I’ve seen two patterns behind this paradox. The first pattern is that many firms think of Agile software development as something that lives solely within the four walls of the IT department. They miss the critical roles played by other parts of the company, such as:

  • Senior leadership, which sets the tone for trust, respect, safety, experimentation and other cultural elements that are critical to the success of Agile;

  • Members of the business functions, who will use the software, working alongside the engineers as internal customers; and

  • Finance leaders, who create planning and budgeting systems that empower Agile teams to guide their work based on customer value rather than preagreed project deliverables.

The second pattern involves IT leaders who put too much faith in Agile to solve their problems, while underinvesting in necessities such modular architecture, automation, data management, advanced analytics and engineering skills.

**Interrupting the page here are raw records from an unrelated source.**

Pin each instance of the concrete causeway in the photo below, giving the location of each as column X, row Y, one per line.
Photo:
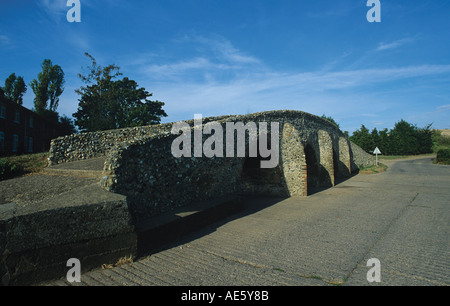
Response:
column 400, row 217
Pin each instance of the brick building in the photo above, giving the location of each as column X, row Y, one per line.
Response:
column 22, row 130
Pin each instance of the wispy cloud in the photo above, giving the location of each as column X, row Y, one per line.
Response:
column 393, row 45
column 443, row 108
column 4, row 40
column 54, row 8
column 212, row 57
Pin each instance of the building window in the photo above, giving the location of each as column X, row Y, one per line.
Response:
column 17, row 116
column 30, row 144
column 2, row 111
column 15, row 143
column 2, row 141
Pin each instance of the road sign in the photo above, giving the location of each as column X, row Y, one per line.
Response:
column 376, row 152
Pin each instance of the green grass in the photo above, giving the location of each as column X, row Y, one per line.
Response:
column 14, row 166
column 443, row 156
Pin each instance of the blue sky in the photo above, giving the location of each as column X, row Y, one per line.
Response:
column 216, row 57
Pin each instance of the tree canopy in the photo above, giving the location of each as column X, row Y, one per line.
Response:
column 47, row 88
column 106, row 103
column 15, row 88
column 404, row 139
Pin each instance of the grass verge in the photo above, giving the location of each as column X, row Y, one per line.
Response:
column 14, row 166
column 373, row 169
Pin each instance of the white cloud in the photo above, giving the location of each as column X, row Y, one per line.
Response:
column 393, row 45
column 4, row 40
column 53, row 8
column 443, row 108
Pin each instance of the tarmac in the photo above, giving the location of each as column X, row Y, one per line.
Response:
column 399, row 217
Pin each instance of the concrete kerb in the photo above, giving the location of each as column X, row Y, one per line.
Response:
column 92, row 225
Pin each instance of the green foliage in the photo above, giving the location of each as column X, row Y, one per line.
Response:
column 403, row 139
column 443, row 156
column 8, row 169
column 66, row 126
column 15, row 88
column 48, row 87
column 440, row 141
column 330, row 119
column 112, row 104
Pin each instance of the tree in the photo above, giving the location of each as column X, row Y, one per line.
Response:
column 15, row 88
column 330, row 119
column 112, row 104
column 48, row 87
column 363, row 138
column 65, row 126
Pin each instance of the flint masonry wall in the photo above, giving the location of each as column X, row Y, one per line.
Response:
column 314, row 153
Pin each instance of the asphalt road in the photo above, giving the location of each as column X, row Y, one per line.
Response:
column 399, row 217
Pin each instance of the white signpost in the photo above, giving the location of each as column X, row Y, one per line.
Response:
column 376, row 152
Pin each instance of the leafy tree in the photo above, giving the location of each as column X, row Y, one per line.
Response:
column 15, row 88
column 403, row 139
column 363, row 138
column 48, row 86
column 330, row 119
column 111, row 104
column 65, row 126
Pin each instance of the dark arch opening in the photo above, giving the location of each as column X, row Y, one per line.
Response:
column 335, row 167
column 312, row 169
column 263, row 181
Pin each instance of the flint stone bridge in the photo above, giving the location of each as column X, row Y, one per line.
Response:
column 144, row 196
column 314, row 154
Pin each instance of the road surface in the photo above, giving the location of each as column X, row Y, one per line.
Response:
column 399, row 217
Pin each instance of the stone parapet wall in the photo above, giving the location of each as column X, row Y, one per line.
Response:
column 139, row 162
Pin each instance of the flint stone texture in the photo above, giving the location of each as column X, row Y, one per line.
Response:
column 37, row 239
column 140, row 165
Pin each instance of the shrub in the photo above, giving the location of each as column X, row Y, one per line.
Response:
column 8, row 170
column 443, row 156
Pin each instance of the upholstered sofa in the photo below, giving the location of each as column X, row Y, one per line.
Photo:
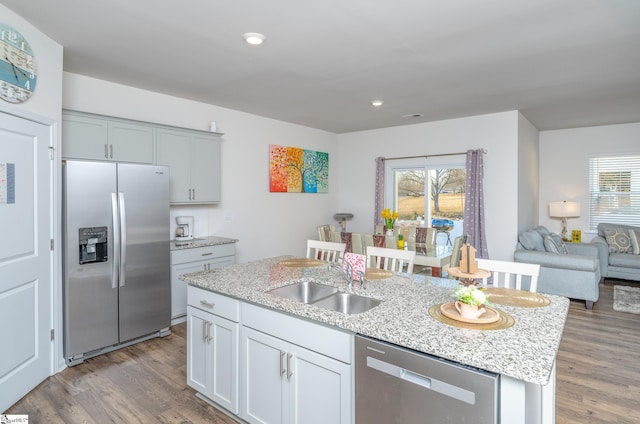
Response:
column 619, row 251
column 566, row 269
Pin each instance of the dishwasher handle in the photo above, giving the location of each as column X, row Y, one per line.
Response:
column 424, row 381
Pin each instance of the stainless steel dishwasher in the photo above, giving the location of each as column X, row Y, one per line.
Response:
column 398, row 385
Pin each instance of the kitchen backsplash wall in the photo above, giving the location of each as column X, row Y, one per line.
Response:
column 200, row 214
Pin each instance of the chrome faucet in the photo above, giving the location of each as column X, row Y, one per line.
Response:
column 361, row 275
column 349, row 274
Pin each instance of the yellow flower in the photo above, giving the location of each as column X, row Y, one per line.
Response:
column 389, row 217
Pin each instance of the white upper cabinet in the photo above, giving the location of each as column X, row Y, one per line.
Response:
column 101, row 138
column 194, row 161
column 193, row 157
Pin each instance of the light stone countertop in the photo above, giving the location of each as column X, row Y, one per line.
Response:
column 526, row 351
column 200, row 242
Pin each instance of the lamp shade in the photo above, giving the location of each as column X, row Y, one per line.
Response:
column 564, row 209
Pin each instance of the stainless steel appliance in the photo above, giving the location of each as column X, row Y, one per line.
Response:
column 116, row 267
column 398, row 385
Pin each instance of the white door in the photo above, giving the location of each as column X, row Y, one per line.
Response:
column 25, row 257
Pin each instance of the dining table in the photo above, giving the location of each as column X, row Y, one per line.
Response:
column 436, row 257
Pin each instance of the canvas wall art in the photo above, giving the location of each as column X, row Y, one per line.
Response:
column 296, row 170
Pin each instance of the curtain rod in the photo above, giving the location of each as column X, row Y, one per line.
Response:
column 431, row 156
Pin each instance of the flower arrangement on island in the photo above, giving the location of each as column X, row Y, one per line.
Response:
column 471, row 295
column 389, row 218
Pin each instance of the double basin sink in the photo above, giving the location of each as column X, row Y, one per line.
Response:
column 326, row 297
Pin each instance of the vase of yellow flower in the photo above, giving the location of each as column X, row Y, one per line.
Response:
column 389, row 219
column 470, row 301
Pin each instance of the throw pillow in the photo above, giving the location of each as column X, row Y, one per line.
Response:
column 557, row 239
column 531, row 240
column 552, row 245
column 634, row 236
column 618, row 240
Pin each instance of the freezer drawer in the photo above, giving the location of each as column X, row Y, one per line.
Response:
column 398, row 385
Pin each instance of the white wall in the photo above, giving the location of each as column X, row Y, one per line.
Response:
column 497, row 133
column 564, row 167
column 528, row 176
column 267, row 224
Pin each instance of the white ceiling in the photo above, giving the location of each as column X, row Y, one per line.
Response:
column 563, row 63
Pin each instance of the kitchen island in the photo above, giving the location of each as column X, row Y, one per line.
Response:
column 523, row 355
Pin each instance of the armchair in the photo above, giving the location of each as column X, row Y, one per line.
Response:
column 574, row 274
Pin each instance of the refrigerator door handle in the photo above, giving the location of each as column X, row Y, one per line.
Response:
column 123, row 238
column 115, row 261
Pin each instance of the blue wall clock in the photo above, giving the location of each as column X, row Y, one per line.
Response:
column 18, row 76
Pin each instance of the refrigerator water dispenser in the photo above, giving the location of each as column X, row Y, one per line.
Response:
column 93, row 245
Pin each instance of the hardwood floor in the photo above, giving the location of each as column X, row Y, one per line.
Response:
column 598, row 378
column 598, row 371
column 143, row 383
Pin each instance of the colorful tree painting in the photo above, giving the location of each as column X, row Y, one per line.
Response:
column 296, row 170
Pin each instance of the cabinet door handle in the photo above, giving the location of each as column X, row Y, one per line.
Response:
column 209, row 338
column 282, row 363
column 207, row 304
column 289, row 372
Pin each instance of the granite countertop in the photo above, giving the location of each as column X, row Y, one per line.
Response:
column 200, row 242
column 526, row 351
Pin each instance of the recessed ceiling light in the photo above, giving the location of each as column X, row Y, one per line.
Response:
column 254, row 38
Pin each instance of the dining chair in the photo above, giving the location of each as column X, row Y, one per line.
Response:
column 390, row 259
column 455, row 252
column 352, row 240
column 378, row 240
column 510, row 274
column 325, row 250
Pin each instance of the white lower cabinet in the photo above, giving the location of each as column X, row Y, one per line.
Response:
column 284, row 382
column 185, row 261
column 266, row 366
column 212, row 347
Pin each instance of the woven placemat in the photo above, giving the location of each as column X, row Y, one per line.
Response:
column 505, row 320
column 301, row 262
column 377, row 274
column 511, row 297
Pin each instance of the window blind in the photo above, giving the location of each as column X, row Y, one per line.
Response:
column 614, row 190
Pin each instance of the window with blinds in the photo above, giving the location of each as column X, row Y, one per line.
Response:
column 614, row 190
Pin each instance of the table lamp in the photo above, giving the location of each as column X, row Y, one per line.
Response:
column 564, row 210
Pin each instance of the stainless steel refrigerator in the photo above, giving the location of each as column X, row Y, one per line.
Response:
column 116, row 267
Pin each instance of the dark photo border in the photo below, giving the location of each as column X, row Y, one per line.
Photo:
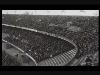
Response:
column 49, row 7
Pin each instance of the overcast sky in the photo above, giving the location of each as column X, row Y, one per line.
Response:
column 54, row 12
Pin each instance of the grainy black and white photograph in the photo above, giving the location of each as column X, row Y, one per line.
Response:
column 50, row 37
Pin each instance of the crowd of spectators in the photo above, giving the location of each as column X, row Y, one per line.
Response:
column 38, row 45
column 87, row 36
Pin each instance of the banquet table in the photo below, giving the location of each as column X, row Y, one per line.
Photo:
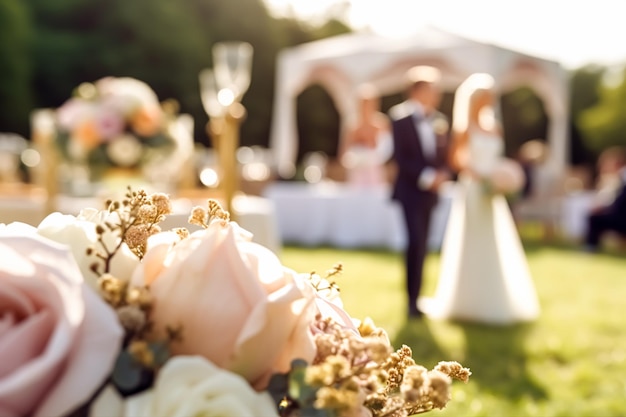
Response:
column 346, row 216
column 253, row 213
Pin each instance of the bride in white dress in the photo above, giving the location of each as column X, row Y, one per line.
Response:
column 484, row 273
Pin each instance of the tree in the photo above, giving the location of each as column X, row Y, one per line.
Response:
column 15, row 67
column 603, row 124
column 584, row 93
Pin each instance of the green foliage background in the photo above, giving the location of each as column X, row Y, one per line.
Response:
column 50, row 47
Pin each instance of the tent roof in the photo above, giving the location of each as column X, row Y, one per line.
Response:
column 342, row 63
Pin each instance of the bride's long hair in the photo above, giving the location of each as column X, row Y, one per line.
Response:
column 464, row 96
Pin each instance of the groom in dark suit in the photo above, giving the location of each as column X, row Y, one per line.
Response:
column 611, row 217
column 420, row 153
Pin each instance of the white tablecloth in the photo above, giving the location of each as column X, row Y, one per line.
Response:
column 255, row 214
column 346, row 216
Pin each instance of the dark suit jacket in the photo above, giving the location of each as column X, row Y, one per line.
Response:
column 410, row 161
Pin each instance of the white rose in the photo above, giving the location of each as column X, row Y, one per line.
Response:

Adam: What are your best tips for technology entrepreneurs and for leaders of technology teams?

Steve: Take a holistic and balanced approach to improving the effectiveness of your technology teams. Use retrospectives and other feedback loops to identify the full set of improvement opportunities. Organize and prioritize these opportunities as an Agile backlog, and focus on making progress with a few areas at a time until other areas become the greatest opportunities. Most importantly, empower your teams to drive their own improvement. Once you have aligned with them on desired outcomes, spend your time helping to remove any barriers they are facing.

Adam: What are the most important trends in technology business leaders should understand?

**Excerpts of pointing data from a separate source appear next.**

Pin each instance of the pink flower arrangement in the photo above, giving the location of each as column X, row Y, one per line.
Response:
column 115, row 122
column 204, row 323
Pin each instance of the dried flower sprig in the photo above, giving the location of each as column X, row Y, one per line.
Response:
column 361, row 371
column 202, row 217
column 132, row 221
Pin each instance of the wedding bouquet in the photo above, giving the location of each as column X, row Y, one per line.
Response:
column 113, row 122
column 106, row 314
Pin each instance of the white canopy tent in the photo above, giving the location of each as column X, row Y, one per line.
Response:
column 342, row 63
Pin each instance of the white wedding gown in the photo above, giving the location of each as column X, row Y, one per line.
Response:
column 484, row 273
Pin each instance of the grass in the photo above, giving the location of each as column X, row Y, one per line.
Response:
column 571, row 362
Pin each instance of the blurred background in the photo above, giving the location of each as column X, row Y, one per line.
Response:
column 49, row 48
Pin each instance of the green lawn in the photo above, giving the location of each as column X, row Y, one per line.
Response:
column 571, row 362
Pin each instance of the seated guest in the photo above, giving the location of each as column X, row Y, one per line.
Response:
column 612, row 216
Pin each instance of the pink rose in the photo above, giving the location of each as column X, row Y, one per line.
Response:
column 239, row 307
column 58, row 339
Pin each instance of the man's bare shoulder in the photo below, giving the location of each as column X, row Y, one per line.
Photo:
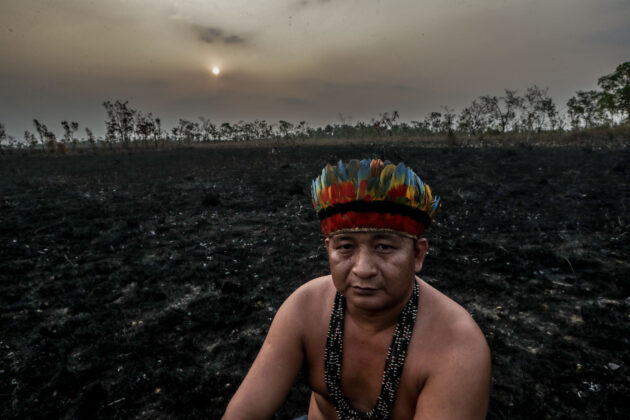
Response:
column 455, row 358
column 310, row 298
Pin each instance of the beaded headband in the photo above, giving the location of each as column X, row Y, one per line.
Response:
column 373, row 196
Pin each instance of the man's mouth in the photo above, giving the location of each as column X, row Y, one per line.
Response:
column 363, row 290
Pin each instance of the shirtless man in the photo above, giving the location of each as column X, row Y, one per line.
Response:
column 377, row 341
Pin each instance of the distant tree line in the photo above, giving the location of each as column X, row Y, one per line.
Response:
column 533, row 112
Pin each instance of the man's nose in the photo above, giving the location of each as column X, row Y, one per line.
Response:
column 363, row 263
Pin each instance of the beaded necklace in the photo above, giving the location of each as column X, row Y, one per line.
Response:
column 393, row 363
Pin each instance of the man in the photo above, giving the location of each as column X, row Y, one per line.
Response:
column 377, row 341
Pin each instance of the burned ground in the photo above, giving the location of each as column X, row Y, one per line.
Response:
column 140, row 285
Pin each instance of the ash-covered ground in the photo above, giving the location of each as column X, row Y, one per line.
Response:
column 141, row 284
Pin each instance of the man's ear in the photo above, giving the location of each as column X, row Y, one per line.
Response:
column 421, row 247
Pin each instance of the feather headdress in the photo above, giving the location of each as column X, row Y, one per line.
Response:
column 372, row 195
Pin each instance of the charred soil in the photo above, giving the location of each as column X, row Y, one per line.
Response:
column 141, row 285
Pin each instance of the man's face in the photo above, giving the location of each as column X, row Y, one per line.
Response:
column 374, row 270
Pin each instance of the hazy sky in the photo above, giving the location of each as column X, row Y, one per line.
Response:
column 294, row 59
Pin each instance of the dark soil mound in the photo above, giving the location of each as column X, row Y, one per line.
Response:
column 141, row 285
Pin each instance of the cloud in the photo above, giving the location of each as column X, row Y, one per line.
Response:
column 293, row 101
column 213, row 35
column 305, row 3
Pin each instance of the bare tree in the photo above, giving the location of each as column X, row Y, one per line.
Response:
column 68, row 132
column 474, row 119
column 584, row 110
column 539, row 111
column 502, row 110
column 433, row 121
column 616, row 92
column 120, row 121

Steve: As technology innovation becomes increasingly central to the success of more and more businesses, they must adopt the best practices of technology leaders if they want to survive, let alone thrive. They must adapt IT organizations and systems that were not designed for the level of innovation and strategic capabilities now being asked of them. That means supporting their IT leaders in adopting the techniques and tools I’ve discussed here, such as Agile product management and software development, modular architecture, and upgraded engineering skills. As importantly, it means doing their part in helping their organization move toward becoming an Agile Enterprise, which aligns the entire organization to make the Agile technology teams most effective. 

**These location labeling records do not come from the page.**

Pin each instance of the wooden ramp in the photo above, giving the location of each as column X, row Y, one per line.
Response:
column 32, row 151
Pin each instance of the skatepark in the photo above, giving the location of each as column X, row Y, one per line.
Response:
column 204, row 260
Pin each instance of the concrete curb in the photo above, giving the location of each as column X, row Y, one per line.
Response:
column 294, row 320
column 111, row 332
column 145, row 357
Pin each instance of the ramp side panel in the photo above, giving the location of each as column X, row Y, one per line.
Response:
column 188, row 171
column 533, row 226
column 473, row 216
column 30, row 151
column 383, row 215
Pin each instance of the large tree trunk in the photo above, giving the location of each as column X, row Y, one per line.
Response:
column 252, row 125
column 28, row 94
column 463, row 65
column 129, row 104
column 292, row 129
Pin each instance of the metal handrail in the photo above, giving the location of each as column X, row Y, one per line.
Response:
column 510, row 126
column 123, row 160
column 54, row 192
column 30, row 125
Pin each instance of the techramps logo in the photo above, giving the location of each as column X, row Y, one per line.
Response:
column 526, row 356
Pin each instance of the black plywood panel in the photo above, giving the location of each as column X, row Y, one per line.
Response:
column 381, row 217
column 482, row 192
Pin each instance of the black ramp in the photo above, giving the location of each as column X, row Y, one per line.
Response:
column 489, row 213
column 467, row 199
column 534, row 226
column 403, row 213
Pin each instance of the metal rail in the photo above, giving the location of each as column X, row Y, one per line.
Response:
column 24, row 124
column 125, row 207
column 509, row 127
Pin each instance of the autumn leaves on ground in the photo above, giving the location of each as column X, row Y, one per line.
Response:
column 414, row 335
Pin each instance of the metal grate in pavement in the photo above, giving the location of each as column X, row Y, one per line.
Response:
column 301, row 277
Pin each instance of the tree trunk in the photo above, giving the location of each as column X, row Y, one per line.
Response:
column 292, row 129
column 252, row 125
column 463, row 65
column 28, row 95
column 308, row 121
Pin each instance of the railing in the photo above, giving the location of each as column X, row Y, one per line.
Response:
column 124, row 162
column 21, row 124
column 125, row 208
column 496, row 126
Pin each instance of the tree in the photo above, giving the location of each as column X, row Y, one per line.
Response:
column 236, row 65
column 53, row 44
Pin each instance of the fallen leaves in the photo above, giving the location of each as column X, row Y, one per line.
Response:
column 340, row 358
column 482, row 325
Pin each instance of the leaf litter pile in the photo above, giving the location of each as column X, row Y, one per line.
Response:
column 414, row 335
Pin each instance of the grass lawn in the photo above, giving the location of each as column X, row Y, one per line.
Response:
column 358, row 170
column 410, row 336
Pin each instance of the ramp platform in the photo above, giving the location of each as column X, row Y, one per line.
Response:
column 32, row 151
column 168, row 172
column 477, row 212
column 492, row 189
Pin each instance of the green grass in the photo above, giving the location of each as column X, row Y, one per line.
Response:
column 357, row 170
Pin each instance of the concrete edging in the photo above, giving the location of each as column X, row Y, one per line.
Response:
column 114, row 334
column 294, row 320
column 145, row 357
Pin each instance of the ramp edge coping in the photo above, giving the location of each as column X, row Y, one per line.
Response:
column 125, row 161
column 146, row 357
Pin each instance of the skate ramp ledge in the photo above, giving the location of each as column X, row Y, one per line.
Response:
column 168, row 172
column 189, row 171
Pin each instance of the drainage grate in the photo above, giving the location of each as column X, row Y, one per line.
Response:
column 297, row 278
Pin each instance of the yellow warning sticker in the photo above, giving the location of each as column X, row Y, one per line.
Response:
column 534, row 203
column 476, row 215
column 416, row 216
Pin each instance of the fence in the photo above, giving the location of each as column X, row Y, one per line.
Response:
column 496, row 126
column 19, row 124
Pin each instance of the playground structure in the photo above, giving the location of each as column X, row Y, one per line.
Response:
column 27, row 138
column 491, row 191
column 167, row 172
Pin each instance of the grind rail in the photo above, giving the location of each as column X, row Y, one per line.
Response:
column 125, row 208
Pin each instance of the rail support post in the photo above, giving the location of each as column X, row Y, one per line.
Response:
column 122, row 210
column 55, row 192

Adam: What are your best tips on the topic of client service?

Steve: Listen and be humble. These are particularly important in client service. But it’s also important to understand that in consulting, you always have two types of clients—the organizations that pay your bills and the individuals whom you serve. You have to keep the needs of both in mind in everything you do. At times it requires ingenuity and integrity to ensure you do what is best for each.

Adam: What is the single best piece of advice you have ever received?

Steve: Build and nurture a personal board of directors, which a friend counseled early in my career. Mine includes a few Bain colleagues I have known for decades, some close friends I’ve known even longer, my wife, and my son and daughter, now both in their late 20s. This group provides me invaluable advice and perspectives on both the business and personal fronts, and I couldn’t possibly have succeeded without them.